Transportation Minister Todd Stone has ruled out a return of photo radar and lowering urban speed limits to help reduce motor vehicle fatalities.
Provincial Health Officer Perry Kendall recommends in a new report that urban areas should have a default speed limit of 30 km/h to protect pedestrians and cyclists from fatal collisions.
Safer roads and vehicles have reduced fatalities for vehicle occupants by almost 80 per cent in the past 40 years, but the death rate for pedestrians has remained stubbornly high, and cyclist fatalities have gone up as more people take to bikes in urban areas, the report says.
Kendall said when a pedestrian is struck by a car travelling 50 km/h, the chances of survival are only 20 per cent. When the vehicle speed is reduced to 30, a pedestrian has about a 90 per cent chance of surviving a direct impact.
The current default speed limit for streets in B.C. is 50 km/h, and that includes urban streets where vehicles may be parked on both sides and drivers have little time to see a pedestrian stepping out.

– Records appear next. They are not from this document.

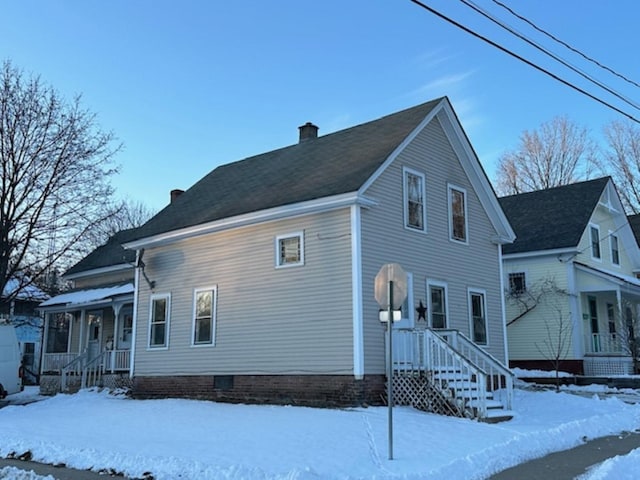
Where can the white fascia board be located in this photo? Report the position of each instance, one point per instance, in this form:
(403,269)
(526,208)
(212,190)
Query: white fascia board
(476,174)
(287,211)
(542,253)
(99,271)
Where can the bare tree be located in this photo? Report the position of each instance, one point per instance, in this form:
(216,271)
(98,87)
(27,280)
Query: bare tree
(622,160)
(559,153)
(557,323)
(55,170)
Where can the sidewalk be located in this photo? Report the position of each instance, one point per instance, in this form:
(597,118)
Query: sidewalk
(569,464)
(59,473)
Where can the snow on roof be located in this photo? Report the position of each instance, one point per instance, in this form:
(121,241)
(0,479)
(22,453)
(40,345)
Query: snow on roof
(79,297)
(28,292)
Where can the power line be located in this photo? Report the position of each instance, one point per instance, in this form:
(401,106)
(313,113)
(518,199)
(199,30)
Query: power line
(487,15)
(524,60)
(561,42)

Currently municipalities have to post signs to establish a lower limit for any selected street.
Stone said Thursday the idea of lowering default municipal speed limits from 50 to 40 was debated at last year’s Union of B.C. Municipalities convention, and “quite resoundingly defeated.” He said there would have to be a significant change in position of local governments before he would consider it.
The report also recommends the province consider returning to photo radar speed enforcement, and Stone restated the B.C. government’s long-standing position against it.
“We believe there are more effective technologies that can be employed, and frankly a better way to utilize precious police resources than to resurrect what was largely a failed photo radar program that was nothing more than a tax grab for British Columbians,” Stone said.
One of those technologies is electronic speed limit signs that can be changed remotely to reflect weather conditions.
Stone said the ministry is close to activating its first three locations for electronic speed enforcement, on Highway 1 west of Revelstoke, Highway 5 north of Hope and Highway 99 between Squamish and Whistler.